“Assalamualaikum.”
Ucapan salam yang sengaja diteriakkan oleh Rain ketika memasuki rumah, berhasil mengalihkan perhatian Embun yang sedang asyik menonton film kesukaannya di ruang bersantai.
Dengan tawa riang, gadis kecil itu segera bangkit, lalu berlari dengan cepat untuk menyambut kedatangan sang Ayah yang sejak tadi dinantinya. Embun jatuhkan tubuh kecilnya di atas d**a bidang lelaki dewasa, yang kini sedang memposisikan diri setengah berlutut di hadapannya, lalu melingkarkan kedua tangan kecil itu untuk memeluk Rain.
“Waalaikumsalam, Papa,” jawabnya, dengan pelafalan tidak jelas.
Sembari menggendong tubuh putrinya, Rain pun kembali berdiri, lalu mengangkat tangan kanannya ke atas, untuk memperlihatkan sekantong penuh hadiah pada Embun.
“Taraaa!”
Saking bahagianya, kedua kaki gadis kecil itu bergerak-gerak, meminta Rain agar segera menurunkannya kembali, untuk membongkar semua hadiah yang dibelikan oleh sang Ayah dalam kantong plastik putih tersebut.
Hanya melihat kebahagiaan putri kecilnya saja, membuat Rain tanpa sadar mengulas senyum hangat. Dengan hati-hati, ia turunkan Embun dari pangkuannya, menaruh kantong besar tersebut di atas lantai, lalu bersimpuh di hadapan putrinya.
Sambil tersenyum, gadis kecil itu pun berjongkok, dan mulai mengeluarkan satu per satu isi dari dalam sana.
“Semuanya buat Embun?”
Rain menganggukkan kepala. “Hm. Semuanya buat Embun.”
“Ini juga buat Embun?” tanyanya dengan antusias, seraya menaruh, dan menata satu per satu wadah tertutup berbentuk bulat, yang di dalamnya berisi mainan plastisin beraneka warna.
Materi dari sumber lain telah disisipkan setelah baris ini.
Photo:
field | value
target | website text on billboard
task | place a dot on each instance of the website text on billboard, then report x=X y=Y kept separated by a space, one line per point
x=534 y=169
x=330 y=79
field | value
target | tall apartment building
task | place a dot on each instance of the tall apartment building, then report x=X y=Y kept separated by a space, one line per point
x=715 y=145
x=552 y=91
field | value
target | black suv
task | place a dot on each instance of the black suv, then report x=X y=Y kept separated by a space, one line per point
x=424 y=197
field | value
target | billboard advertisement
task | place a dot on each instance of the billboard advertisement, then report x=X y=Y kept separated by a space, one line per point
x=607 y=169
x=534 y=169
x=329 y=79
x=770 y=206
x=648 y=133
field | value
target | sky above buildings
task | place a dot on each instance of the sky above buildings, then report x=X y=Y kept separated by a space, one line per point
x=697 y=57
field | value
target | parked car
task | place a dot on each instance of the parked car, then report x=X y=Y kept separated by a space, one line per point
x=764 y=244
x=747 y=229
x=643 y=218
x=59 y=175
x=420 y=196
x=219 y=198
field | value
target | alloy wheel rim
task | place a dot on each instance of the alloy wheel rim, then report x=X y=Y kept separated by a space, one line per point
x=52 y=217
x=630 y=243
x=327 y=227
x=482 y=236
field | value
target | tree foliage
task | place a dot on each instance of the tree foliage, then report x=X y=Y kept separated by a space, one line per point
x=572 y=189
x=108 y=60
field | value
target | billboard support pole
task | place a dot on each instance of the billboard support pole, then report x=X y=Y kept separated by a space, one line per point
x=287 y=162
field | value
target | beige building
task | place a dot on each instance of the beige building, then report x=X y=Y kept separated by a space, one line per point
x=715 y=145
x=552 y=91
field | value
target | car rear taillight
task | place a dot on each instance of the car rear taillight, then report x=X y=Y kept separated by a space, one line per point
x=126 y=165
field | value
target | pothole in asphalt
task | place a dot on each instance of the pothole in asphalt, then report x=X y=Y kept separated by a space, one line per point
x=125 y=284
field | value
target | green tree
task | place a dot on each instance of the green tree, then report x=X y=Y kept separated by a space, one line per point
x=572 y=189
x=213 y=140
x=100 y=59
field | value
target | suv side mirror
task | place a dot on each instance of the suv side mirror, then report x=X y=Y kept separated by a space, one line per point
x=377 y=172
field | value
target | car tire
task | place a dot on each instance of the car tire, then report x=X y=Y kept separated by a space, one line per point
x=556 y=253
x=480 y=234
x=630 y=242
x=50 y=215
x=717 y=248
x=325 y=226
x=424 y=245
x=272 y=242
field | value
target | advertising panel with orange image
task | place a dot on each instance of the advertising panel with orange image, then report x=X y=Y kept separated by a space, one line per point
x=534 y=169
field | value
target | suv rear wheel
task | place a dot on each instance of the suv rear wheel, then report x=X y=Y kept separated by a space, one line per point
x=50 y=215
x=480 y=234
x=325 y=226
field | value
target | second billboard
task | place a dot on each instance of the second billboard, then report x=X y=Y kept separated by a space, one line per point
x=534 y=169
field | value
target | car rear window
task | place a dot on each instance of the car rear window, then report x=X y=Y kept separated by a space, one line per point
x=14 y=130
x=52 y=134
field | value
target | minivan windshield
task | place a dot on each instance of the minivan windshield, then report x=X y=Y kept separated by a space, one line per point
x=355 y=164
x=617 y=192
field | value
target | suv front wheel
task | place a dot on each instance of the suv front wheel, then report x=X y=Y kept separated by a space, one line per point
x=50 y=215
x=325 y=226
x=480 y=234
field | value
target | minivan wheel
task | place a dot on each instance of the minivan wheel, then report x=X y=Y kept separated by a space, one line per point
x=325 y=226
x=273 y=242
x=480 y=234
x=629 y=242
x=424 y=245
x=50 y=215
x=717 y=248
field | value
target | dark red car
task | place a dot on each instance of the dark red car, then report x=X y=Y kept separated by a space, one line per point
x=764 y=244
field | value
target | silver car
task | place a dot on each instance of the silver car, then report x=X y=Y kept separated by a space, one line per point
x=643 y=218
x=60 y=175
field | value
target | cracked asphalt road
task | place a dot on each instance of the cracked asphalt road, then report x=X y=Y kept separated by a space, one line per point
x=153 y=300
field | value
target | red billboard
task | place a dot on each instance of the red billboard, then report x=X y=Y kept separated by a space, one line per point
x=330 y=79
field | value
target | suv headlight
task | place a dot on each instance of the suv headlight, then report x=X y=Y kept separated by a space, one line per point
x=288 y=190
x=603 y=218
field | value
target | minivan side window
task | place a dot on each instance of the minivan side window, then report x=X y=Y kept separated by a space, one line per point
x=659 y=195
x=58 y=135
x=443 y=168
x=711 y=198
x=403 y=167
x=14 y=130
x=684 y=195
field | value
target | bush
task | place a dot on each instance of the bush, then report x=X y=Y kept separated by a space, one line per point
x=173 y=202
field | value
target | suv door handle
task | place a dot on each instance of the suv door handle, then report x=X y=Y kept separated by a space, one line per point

“Ya, buat Embun,” jawab Rain lagi.
“ini juga?” tanyanya lagi, memperlihatkan satu kotak mainan berisi pasir kinetic berwarna ungu.
“Hm.” Lagi-lagi, Rain menganggukkan kepala.
Gadis kecil itu kembali mengeluarkan sebuah kotak lain berwarna merah muda, kemudian menatap isi di dalamnya dengan mata berkaca-kaca. “Papa, boneka barbie cantik ini … buat Embun?” tanyanya melirih.
Melihat raut wajah gadis kecil itu berubah sendu, Rain pun segera menangkup kedua sisi wajah mungilnya, kemudian mengangkat kepala Embun secara perlahan. “Embun gak suka bonekanya?”
Gadis kecil itu menggelengkan kepala, diikuti setetes air mata yang begitu saja terjatuh di atas wajahnya. “E-Embun suka,” jawabnya terbata-bata.
Dengan kedua ibu jari, Rain menghapus sisa air mata pada wajah putrinya, lalu bertanya, “kalau suka, kenapa princess cantik Papa nangis?”
“Embun kangen Mama,” sahutnya. Karena melihat boneka tersebut, mengingatkan gadis kecil itu pada sosok sang Ibu yang selalu membelikannya mainan boneka seperti ini.
Mendengar jawaban lirih putrinya, membuat jantung Rain seakan berhenti berdetak. Sesak. Bahkan, untuk menarik napas dalam pun, terasa sangat sulit.
Rain tahu, bagaimana perasaan Embun saat ini. Merindukan seseorang yang sudah tiada, itu bukan perkara yang mudah. Apalagi, sosok seorang Ibu, yang biasa menemani kesehariannya, selama dua puluh empat jam, dalam tiga puluh hari. Sejak membuka mata di pagi hari, hingga terlelap di waktu malam.
Jangankan Embun, sampai detik ini, dirinya pun masih belum sepenuhnya merelakan kepergian Nadira–sang istri tercinta. Walau sekuat apapun ia bertahan, dinding pertahanannya masih belum bisa kembali berdiri kokoh, setelah pilar penyangga dalam hatinya menghilang.
Tanpa ragu, Rain bawa tubuh mungil Embun ke dalam dekapannya, berusaha menenangkan gadis kecil itu dengan cara yang biasa sang istri lakukan.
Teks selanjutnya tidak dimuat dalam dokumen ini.